I gave the opening address to a bilateral U.S.-China conference a few weeks ago in Hong Kong. I made the point that even after the 2020 Presidential election, our Chinese friends should not assume that the Washington-Beijing relationship will return “to the good old pre-Trump normal days of Obama or Bush.” Washington’s concern with the Chinese position on trade is a bipartisan concern — Senator Schumer has indicated very clearly that his own position is even tougher than President Trump’s, and I cannot imagine any of the Democratic candidates taking a “softer” line than President Trump’s team does.
So, as I continue to caution my Chinese friends, there is no hope for them in “waiting out” the remainder of the Trump term to go back to OBushInton.
Meanwhile, China’s economy is basically in free fall. It has recorded its worst industrial growth in 17 years. It is suffering mass unrest in various parts of the mainland where unemployment is rising at record rates, and the people of Hong Kong are marching for real democracy.
Will his strategy work with President Xi of China or with North Korea? I don’t know. These developing relationships are long-time ongoing processes that are seldom solved all at once. And even then any international situation does not stay “solved” for long. They require constant attention and flexibility, what Trump himself called “principled realism.” But I do know that Trump, whatever he has said, has acted with much greater forcefulness and clarity of purpose than his predecessors in either party.
We could discuss a myriad of other foreign policy issues: NATO, the primary American alliance, other trade agreements, sanctions, or a host of domestic policy issues.

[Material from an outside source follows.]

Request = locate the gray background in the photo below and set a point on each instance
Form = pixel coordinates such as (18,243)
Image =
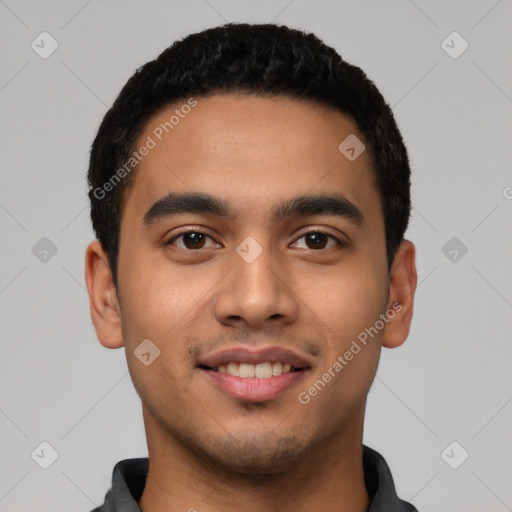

Let me leave you with my concluding “take-away”:
No matter if Donald Trump is reelected, or if someone else wins the 2020 election, U.S. politics will not go back to the status quo of the “good old days before Trump.” He and his ever-changing team of senior advisors have changed the rules and have changed America’s expectations from its elected politicians.
And to both us and to America’s friends and potential adversaries around the world, the United States is no longer going to be either the world’s policeman, or Mr. Nice Guy on the international scene.
So, my friends, as a Washington insider, I believe we must all deal with this administration, and we must learn that it will not get better after January 20, 2021.